杉山: 知人の自動車ライターに「ガソリンエンジンよりはディーゼルエンジンの方が改造に適している」と聞きました。それはどういう意味でしょうか。
小松: ひとつはエンジン本体の厚みです。ガソリンエンジンは軽量化も重視されているので部材が肉薄なのですが、ディーゼルエンジンはガッチリつくられている。
杉山: 確かに乗用車は、「軽さが性能」みたいなところがありますよね。燃費の良さにもつながりますし。
小松: 重量車には、がっちりつくられている方が向いているんです。トラックのような高排気量車になるほど、ディーゼルエンジンに絞られています。
杉山: 確かに。乗用車でガソリン車とディーゼル車を比べると、ディーゼルの方が重いです。
小松: 車体は重いけれど、エンジンは丈夫で長く使えます。
杉山: 私もディーゼル乗用車に乗っていますが、低速トルクがとても気持ちいいんですよ。
小松: 弊社は山梨県の甲府市に開発拠点を構えていて、そこでディーゼルエンジンのトラックを持っています。先日、それで広島県へ行ってきましたが、実用範囲は千数百から2000回転の間でした。この間で動かしますが、シフトをポンと落としてスピードを上げても、グーーっと、引っ張ってくれますよね。ガソリンの場合、頻繁にシフトアップとシフトダウンを繰り返さないといけません。

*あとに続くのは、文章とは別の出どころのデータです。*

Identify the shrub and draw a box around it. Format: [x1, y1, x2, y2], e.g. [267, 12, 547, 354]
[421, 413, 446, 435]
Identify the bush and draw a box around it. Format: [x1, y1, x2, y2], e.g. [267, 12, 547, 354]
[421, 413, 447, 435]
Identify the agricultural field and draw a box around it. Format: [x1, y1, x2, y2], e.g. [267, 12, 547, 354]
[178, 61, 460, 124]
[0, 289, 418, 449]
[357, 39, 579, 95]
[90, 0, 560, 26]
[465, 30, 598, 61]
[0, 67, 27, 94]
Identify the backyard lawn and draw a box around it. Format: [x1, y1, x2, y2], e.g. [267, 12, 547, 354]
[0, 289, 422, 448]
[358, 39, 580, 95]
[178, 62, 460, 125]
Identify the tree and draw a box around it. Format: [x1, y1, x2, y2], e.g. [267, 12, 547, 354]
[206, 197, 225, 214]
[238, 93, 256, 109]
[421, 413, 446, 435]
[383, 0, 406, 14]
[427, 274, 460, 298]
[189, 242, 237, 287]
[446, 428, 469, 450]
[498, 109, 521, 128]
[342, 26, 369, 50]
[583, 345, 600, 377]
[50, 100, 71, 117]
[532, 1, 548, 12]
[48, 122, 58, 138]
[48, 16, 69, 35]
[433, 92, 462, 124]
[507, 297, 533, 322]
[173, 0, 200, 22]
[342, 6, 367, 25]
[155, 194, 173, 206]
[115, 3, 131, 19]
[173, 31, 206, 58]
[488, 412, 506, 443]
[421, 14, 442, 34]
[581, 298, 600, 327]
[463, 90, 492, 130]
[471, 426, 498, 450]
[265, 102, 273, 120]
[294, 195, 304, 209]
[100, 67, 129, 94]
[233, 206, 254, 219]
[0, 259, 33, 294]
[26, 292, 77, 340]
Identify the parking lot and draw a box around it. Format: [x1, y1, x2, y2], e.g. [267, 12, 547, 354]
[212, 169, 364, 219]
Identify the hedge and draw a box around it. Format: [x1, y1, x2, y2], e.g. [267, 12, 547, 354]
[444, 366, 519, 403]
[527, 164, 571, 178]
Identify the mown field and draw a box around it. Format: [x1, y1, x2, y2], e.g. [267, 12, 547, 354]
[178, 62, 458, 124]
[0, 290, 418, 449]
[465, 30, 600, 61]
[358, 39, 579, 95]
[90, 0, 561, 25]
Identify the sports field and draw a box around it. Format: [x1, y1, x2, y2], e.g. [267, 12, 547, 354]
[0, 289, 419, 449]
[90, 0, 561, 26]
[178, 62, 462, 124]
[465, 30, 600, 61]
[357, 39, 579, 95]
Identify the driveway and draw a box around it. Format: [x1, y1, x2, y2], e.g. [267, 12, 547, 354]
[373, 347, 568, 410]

杉山: トラックはマニュアルシフトが多いので、ドライバーのシフト操作が忙しいでしょうね。ディーゼルのトルクなら、2速で発進して、街中ではそのまま走れそう。
小松: プロドライバーの方に水素トラックに乗っていただいたとき、最初は疑っていました。パワーがないんじゃないか、1速からでないと発進できないんじゃないかと。ですがテストコースを走ってもらったら、「いや、これ、2速でいけますね。2速発進で、通常の運転でいけますね」と。そのあと試しに、トラックの荷重ギリギリまでブロックを積んで走ってもらいましたが、やっぱり2速でいけるし、坂道も行ける。「ああ、いい感じですね」という評価をいただいて、ほっとしました。
杉山: そのエンジンは、JR東海の報道公開で展示されていたエンジンですね。
小松: 同型のエンジンの試作機がいくつかあって、その1つです。本番用はトラックに載ってます。